On investigation it was that the person who received the television set had gained access. Before court the crime was admitted and the accused was convicted.
However the court released the accused on probation for a year since he was only 24 years old.
The second significant case involved a juvenile. In the year 2001, there was a complaint to the Delhi police stating that some vulgar remarks had been made by a boy against a girl on a website.
The court in this case said that the accused would face trial under the IT Act for intending to outrage the modesty of a woman.
The third case pertained to obscene and defamatory messages that were posted on the Yahoo group.
The accused from Bombay in this case had created a fake ID and was sending out mails stating that a divorced woman was soliciting.

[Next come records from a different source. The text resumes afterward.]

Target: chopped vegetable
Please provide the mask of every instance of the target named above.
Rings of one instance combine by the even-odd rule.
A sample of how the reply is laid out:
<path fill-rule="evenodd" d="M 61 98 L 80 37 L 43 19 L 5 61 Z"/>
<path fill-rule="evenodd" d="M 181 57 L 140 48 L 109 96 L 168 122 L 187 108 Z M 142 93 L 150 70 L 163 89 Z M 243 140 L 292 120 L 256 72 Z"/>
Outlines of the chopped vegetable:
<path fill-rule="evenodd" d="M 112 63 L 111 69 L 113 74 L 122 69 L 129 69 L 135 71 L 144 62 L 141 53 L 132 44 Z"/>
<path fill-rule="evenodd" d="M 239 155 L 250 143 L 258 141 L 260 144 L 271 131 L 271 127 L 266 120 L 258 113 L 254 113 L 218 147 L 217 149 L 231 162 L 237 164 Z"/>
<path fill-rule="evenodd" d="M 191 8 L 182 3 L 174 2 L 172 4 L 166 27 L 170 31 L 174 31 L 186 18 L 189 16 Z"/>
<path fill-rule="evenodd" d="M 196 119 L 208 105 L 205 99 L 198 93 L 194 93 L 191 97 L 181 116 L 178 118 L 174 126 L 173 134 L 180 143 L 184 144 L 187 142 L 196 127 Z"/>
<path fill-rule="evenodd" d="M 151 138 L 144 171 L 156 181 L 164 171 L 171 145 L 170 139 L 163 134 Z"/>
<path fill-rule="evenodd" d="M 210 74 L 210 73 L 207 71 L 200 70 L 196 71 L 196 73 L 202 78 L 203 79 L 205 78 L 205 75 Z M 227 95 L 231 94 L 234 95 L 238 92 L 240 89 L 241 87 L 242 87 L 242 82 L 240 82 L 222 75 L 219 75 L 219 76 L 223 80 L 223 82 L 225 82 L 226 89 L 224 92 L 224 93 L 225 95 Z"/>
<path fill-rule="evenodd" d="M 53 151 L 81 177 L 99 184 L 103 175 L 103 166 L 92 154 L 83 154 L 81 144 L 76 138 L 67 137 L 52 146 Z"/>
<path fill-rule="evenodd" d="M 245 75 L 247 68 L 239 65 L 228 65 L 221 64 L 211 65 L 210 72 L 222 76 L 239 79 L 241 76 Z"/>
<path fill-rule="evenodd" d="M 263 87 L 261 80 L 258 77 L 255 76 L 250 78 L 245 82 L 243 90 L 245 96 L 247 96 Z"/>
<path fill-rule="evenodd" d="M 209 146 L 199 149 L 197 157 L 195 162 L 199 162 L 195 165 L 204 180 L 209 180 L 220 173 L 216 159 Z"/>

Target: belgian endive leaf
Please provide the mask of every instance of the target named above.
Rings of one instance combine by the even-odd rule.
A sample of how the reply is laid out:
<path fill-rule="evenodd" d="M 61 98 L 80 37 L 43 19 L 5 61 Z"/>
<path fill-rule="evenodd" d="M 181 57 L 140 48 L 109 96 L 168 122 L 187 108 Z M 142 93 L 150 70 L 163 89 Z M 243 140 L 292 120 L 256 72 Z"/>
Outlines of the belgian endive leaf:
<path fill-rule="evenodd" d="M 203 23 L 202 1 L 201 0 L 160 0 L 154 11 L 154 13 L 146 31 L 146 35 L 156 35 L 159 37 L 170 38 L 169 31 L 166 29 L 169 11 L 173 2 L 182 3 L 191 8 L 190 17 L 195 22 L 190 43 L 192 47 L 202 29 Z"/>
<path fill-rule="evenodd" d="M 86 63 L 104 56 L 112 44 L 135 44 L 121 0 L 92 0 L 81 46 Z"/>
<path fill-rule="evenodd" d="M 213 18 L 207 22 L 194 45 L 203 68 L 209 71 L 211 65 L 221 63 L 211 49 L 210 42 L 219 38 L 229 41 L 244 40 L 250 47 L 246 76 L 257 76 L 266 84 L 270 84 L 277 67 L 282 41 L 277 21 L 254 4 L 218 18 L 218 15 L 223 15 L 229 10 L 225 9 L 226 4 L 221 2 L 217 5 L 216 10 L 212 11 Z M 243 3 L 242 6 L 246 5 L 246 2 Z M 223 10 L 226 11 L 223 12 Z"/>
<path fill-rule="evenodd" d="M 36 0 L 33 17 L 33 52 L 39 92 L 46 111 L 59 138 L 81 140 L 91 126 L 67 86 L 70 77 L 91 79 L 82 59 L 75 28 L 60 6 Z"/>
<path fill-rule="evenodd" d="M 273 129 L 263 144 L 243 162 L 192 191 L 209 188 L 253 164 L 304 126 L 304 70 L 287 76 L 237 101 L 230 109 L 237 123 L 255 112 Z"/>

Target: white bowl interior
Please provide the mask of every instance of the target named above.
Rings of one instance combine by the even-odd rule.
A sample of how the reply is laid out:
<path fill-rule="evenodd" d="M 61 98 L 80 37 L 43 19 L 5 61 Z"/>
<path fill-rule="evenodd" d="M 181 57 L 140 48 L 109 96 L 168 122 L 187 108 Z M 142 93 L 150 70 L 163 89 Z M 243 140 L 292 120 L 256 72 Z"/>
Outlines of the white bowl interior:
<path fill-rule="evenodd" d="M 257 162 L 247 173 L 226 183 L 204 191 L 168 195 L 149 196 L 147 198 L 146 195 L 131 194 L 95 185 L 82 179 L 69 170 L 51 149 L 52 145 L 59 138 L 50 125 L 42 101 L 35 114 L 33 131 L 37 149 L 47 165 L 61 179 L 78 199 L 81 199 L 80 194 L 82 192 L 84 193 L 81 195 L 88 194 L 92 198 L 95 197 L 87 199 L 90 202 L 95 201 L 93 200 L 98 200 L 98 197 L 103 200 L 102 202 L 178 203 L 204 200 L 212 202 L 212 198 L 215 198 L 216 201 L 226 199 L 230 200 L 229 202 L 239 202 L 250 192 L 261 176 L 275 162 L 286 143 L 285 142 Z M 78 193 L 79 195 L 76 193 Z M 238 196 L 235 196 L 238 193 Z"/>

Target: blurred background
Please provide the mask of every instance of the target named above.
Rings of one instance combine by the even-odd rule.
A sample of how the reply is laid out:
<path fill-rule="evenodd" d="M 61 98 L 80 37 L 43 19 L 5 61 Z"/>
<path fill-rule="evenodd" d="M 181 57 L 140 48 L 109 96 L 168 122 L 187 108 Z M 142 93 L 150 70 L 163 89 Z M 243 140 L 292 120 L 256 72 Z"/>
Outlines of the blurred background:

This lead to phone calls to the lady.
A complaint was lodged and the youth was traced. The trial was held and the court sentenced him to 2 years rigorous imprisonment.
In this case a pastor and his son had posted nude images of a priest in Kerala.
Balan and his son had posted nude images of pastor Abraham on a website which led to the filing of a complaint. In this case the court sentenced the father and son to three years rigorous imprisonment.
This case involved Dr L Prakash who was convicted for manipulating his patients in various ways, forcing them to commit sex acts on camera and posting the pictures and videos on the Internet.
The doctor was arrested in 2001. In this case the accused was sentenced to life imprisonment. Not only were the provisions in the IT Act taken into consideration, but the court also observed that such acts had led to immoral trafficking.
In this case a 16-year-old boy from Gujarat had threatened to blow up a railway station. He sent the news to a private news channel which aired the same.
His guilt was proven before the court, but the prosecution will have to wait since he is a juvenile.
At Malappuram in Kerala, two Nigerians were sentenced to five years rigorous imprisonment after they had cheated a doctor of Rs 30 lakh.
Johnson Nwanonyi (32) and Michel Obiorahmuozboa (34), both hailing from Anambra state in Nigeria, were sentenced each under sections 420(cheating)-5 years, and 468(forgery)-5 years of IPC and section 66(D) (phishing) of Information Technology (Amendment) Act 2008 -2 years and a fine of Rs 1.25 lakh by a Chief Judicial Magistrate V Dileep in Manjeri in Malappura.